I also believe that Dahl’s statements regarding “prayerful listening” are particularly helpful for approaching the “other” and “hearing the other into speech” (page 159). Dahl’s statements also correspond well with the reminder given by Brown that “true knowing comes to those who have taken the prior ethical stance of love” (page 103). In the midst of this “hearing,” determining the loving thing to do can be a complex enterprise (page 100). This necessary discernment occurs in the context of the tension that our communities feel between “the already and the not yet” of “God’s reclamation of creation” (page 81).

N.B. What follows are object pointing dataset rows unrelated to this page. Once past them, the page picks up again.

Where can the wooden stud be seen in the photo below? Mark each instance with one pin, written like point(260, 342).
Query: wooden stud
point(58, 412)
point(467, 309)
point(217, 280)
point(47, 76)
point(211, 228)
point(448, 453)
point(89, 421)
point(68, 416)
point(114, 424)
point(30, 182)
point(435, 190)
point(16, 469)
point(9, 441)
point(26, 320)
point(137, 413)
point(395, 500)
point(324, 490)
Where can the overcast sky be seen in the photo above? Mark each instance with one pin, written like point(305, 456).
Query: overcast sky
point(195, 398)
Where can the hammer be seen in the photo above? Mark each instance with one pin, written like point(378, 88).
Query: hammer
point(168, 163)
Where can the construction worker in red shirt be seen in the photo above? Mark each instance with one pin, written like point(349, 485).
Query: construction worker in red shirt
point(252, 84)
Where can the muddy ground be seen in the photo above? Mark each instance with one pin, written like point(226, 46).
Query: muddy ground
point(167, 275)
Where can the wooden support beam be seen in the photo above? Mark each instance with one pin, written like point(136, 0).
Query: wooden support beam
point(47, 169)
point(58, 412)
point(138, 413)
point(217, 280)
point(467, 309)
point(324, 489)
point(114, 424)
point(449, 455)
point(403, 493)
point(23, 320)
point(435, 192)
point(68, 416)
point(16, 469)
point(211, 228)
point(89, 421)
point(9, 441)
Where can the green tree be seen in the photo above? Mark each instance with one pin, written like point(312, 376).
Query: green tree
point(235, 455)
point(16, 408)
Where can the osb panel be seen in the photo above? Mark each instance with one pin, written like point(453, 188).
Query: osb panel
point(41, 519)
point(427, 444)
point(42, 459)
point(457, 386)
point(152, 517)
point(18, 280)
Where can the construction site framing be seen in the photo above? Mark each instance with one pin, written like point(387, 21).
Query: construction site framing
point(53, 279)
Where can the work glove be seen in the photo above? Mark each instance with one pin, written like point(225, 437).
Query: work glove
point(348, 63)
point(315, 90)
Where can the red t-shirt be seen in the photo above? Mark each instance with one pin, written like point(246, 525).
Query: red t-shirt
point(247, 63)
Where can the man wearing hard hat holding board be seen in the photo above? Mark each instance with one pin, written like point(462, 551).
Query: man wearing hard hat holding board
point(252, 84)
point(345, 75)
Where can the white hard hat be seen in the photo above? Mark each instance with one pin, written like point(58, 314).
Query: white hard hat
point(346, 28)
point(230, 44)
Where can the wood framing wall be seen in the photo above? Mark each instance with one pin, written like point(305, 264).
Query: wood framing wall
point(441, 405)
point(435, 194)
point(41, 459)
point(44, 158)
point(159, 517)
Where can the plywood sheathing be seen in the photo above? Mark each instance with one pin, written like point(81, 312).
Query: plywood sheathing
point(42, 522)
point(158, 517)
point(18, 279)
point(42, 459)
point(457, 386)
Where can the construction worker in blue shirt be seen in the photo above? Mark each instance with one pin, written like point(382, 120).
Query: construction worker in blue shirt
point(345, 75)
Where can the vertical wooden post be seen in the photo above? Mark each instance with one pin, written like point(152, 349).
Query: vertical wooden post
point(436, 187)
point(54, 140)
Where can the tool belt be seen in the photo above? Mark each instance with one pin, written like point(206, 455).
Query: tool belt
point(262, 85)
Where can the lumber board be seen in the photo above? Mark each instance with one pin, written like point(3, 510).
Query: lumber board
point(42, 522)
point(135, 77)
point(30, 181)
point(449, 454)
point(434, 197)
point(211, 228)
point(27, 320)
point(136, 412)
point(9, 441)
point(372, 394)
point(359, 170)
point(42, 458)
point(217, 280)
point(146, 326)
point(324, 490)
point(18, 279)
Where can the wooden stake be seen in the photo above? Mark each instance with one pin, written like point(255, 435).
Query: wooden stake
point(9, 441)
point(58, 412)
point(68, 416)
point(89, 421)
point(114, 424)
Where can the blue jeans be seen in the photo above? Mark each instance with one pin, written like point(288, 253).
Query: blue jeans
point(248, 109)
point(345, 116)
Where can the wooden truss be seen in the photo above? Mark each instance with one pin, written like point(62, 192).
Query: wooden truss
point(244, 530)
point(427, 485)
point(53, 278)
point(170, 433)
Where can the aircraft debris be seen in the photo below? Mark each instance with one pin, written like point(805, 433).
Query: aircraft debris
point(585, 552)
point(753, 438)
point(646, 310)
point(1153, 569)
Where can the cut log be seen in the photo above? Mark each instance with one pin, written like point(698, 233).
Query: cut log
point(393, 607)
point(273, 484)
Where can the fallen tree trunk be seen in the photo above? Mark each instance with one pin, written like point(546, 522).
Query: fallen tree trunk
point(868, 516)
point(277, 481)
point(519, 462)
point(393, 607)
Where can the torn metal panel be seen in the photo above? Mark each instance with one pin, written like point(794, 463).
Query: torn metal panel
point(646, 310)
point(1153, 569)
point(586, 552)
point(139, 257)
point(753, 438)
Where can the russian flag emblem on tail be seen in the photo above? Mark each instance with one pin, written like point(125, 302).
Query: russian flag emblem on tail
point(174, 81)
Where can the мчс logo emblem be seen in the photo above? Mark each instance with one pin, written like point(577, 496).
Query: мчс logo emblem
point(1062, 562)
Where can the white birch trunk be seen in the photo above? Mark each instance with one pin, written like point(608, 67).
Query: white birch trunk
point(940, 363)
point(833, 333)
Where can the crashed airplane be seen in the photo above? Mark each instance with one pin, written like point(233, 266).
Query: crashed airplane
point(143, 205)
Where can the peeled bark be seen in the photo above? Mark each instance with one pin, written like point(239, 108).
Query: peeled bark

Though I probably could not be more appreciative of this book, I think that there are two themes or issues that the book raises that I wish were developed more fully. One of those is the theme of mission. Brown makes the important point that “Israel was not to pursue purity for purity’s sake” (page 90). She references Isaiah’s statement that Israel as God’s servant was to be a light to the Gentiles and that this “fits well with God’s missional purposes for Israel in Genesis and Exodus” (page 91). I wish that she (or one of the other authors) had developed exactly how Israel was supposed to bless the nations (outside of the eschatological context of Jesus), and commented upon what exactly they were to show by being a light to the nations (for example – how did the “nearness” Brown referenced in Deuteronomy relate to mission, and what was supposed to happen to the nations from observing this “nearness” in Israel, – [page 91]. I think Dahl’s response to Corbin Reuschling may have begun to approach this subject when she said “We serve and introduce others to the God we imagine” as she describes “symbolic interactionism” – page 144).

Another issue that I wished one of the authors had probed into more deeply is related to the statement that “the Trinity in perfection – the one who does not change – [offers] a stable referent for human becoming” (page 149). I wish that one of the authors had probed somewhat more deeply into how this actually works in terms of God’s interaction with humanity within time. In addition, I wish they had delved into exactly what is meant by the word “stable” (again, I think that Brown may have begun to approach an answer relative to this subject when she asked a series of questions about the historical discontinuity between the differing approaches of theology and ethics to the theological significance of Jesus’ humanity within the subject of the Trinity – pages 147 – 148).